Auナノ粒子包埋SPRバイオセンサーによる標的プライミングローリングサークル増幅によるマイコバクテリウムゲノムDNAのリアルタイムモニタリング

この研究では、2つの病原性マイコバクテリアの等温および迅速な検出のためのターゲットプライミングローリングサークル増幅（RCA）に基づく表面プラズモン共鳴（SPR）DNAバイオセンサーアレイを開発しました。。種固有の南京錠プローブ（PLP）は、16S-23S rRNA遺伝子内部転写スペーサー（ITS）。ライゲーション後、円形のPLPは、初期RCAのターゲットシーケンスによってプライミングされる可能性があります。RCAは、切断反応と同時に実行され、単一鎖DNAの小さな断片を生成し、変性せずにセンサーチップに固定されたプローブですぐにハイブリダイズしました。このプロセスにより、チップ表面のSPR角度の変化が発生したため、ソリューションからの分析の検出が達成可能であり、Mycobacteriumの動的リアルタイムRCAモニタリングが可能になりました。さらに、Auナノ粒子（AUNP）は、ラベルフリー検出システムとしての感度を高めるために、ヘキサネジオール（HDT）を介してセンサーチップの表面に直接組み立てられました。実験結果は、AUNPS包埋された表面とターゲットプライミングされたRCAによる信号の強化が、裸のSPRチップ法の従来のRCAと比較して、少なくとも10倍の感度の増加を引き起こしたことを示しています。臨床サンプルからの20amolの合成ターゲットの20amolと10（4）のゲノムDNAの40分以内に、臨床サンプルからのゲノムDNAのcfuml（-1）以内に検出できます。提案された方法は、液相増幅モニタリングの単純な設計アイデアを提供するだけでなく、臨床病原体検出にも適用します。

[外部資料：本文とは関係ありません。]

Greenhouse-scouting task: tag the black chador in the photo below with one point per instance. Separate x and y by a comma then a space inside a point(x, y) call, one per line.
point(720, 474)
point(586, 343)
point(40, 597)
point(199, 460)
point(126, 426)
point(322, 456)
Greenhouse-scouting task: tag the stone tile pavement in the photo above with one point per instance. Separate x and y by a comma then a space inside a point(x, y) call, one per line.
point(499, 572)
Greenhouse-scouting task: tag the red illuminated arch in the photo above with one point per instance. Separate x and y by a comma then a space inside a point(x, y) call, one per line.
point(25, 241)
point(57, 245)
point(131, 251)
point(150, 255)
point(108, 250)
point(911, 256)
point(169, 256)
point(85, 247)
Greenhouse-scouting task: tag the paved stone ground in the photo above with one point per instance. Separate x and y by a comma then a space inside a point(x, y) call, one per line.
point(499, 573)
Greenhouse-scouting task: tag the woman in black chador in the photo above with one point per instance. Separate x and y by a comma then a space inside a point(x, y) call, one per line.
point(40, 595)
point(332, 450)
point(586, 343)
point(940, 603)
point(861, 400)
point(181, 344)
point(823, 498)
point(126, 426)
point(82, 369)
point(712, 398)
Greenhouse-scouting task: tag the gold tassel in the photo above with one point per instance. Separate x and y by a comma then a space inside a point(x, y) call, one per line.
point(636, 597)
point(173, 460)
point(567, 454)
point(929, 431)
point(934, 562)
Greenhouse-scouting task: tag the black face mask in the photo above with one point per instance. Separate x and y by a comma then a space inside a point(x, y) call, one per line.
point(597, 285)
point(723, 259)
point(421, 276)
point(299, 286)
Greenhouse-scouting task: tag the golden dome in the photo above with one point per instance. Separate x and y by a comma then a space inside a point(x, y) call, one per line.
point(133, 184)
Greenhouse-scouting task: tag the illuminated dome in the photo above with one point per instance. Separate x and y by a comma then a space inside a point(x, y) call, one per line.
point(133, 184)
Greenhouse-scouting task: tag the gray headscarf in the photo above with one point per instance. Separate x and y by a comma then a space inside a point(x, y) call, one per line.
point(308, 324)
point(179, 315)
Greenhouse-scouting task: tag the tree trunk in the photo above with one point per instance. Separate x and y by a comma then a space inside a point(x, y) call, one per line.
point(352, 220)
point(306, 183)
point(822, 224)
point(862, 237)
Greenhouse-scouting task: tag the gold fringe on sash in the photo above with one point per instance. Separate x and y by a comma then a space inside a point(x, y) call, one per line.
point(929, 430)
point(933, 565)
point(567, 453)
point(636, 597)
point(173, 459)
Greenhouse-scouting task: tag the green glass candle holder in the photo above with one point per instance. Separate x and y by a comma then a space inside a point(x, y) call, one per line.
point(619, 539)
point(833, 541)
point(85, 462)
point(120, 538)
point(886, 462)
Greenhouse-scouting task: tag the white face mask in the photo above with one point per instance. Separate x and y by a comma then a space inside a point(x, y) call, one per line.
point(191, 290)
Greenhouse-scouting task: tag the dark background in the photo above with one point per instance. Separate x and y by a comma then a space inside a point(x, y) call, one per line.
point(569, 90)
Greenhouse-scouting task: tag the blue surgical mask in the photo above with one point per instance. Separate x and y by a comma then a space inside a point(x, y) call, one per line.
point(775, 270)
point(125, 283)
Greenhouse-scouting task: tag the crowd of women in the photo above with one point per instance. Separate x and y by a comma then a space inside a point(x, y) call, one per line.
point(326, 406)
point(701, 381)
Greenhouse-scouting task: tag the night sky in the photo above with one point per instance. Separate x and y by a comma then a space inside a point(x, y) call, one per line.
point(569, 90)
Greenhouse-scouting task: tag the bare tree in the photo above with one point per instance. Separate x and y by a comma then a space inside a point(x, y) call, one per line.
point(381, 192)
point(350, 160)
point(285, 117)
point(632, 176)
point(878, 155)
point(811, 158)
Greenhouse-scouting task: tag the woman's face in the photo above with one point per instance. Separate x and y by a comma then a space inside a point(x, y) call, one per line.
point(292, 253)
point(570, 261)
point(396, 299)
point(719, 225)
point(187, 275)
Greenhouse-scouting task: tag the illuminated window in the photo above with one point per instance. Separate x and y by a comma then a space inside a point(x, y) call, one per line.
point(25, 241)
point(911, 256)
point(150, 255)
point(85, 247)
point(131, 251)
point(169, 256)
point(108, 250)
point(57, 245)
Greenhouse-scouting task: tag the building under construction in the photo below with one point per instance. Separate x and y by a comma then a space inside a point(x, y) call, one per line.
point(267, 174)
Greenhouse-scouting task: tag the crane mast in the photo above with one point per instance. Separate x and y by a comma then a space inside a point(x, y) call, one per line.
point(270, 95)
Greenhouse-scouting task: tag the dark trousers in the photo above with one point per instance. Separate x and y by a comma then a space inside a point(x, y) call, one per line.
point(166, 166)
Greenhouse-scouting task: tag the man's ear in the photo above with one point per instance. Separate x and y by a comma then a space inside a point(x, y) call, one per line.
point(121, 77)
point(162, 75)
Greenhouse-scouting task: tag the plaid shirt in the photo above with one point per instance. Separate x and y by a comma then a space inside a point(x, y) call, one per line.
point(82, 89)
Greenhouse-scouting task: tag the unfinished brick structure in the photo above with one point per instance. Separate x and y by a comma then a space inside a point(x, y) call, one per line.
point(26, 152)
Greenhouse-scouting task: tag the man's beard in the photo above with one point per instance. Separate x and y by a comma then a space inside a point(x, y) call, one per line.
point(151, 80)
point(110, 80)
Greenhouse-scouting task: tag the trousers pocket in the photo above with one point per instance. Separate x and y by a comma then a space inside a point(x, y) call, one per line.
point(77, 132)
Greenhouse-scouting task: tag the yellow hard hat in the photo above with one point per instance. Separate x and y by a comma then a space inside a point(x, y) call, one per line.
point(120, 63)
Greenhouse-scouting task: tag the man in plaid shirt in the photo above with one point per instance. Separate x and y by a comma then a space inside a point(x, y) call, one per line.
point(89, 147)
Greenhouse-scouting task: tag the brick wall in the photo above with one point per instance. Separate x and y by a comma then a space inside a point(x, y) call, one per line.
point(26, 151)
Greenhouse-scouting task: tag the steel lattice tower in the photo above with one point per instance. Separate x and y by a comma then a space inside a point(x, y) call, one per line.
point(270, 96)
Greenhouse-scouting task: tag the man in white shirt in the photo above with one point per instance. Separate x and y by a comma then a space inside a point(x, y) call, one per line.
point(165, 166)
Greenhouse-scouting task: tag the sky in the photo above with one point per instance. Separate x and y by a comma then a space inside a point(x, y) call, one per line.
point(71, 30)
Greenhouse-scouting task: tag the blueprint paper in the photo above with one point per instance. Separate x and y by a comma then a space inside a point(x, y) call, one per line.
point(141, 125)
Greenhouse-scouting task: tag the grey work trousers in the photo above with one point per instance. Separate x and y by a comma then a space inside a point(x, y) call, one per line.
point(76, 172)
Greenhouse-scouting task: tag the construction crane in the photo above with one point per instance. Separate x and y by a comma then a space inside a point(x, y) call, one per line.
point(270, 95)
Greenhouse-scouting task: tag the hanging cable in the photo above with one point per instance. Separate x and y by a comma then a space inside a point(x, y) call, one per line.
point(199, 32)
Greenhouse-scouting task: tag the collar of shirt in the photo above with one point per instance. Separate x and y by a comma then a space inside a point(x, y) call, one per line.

In this study, we developed a surface plasmon resonance (SPR) DNA biosensor array based on target-primed rolling circle amplification (RCA) for isothermal and rapid detection of two pathogenic mycobacteria, Mycobacterium tuberculosis complex (MTBC) and Mycobacterium avium complex (MAC).The species-specific padlock probe (PLP) was designed to target the sequence in 16S-23S rRNA gene internal transcribed spacer (ITS). After ligation, the circularized PLP could be primed by the target sequence to initial RCA. The RCA performed simultaneously with the cleavage reaction to produce small fragments of single strand DNA which immediately hybridized with the probe immobilized on the sensor chip without denaturation. This process caused SPR angle changes on the chip surface, which made the detection for analysis from the solution achievable, and dynamic real-time RCA monitoring of mycobacterium possible. Besides, Au nanoparticles (AuNPs) were directly assembled onto the surface of the sensor chip via hexanedithiol (HDT) for the enhancement of sensitivity as a label-free detection system. Experimental results show that the signal enhancement by the target-primed RCA together with AuNPs-embedded surface caused at least10-fold increased sensitivity as compared with conventional RCA on bare SPR chip method. Within 40min amplification duration as low as 20amol of synthetic targets and 10(4)CFUmL(-1) of genomic DNA from clinical samples can be detected. The proposed method not only provides a simple design idea for liquid-phase amplification monitoring, but also apply it in clinical pathogen detection, which holds great promise in ultrasensitive bioassay in the future.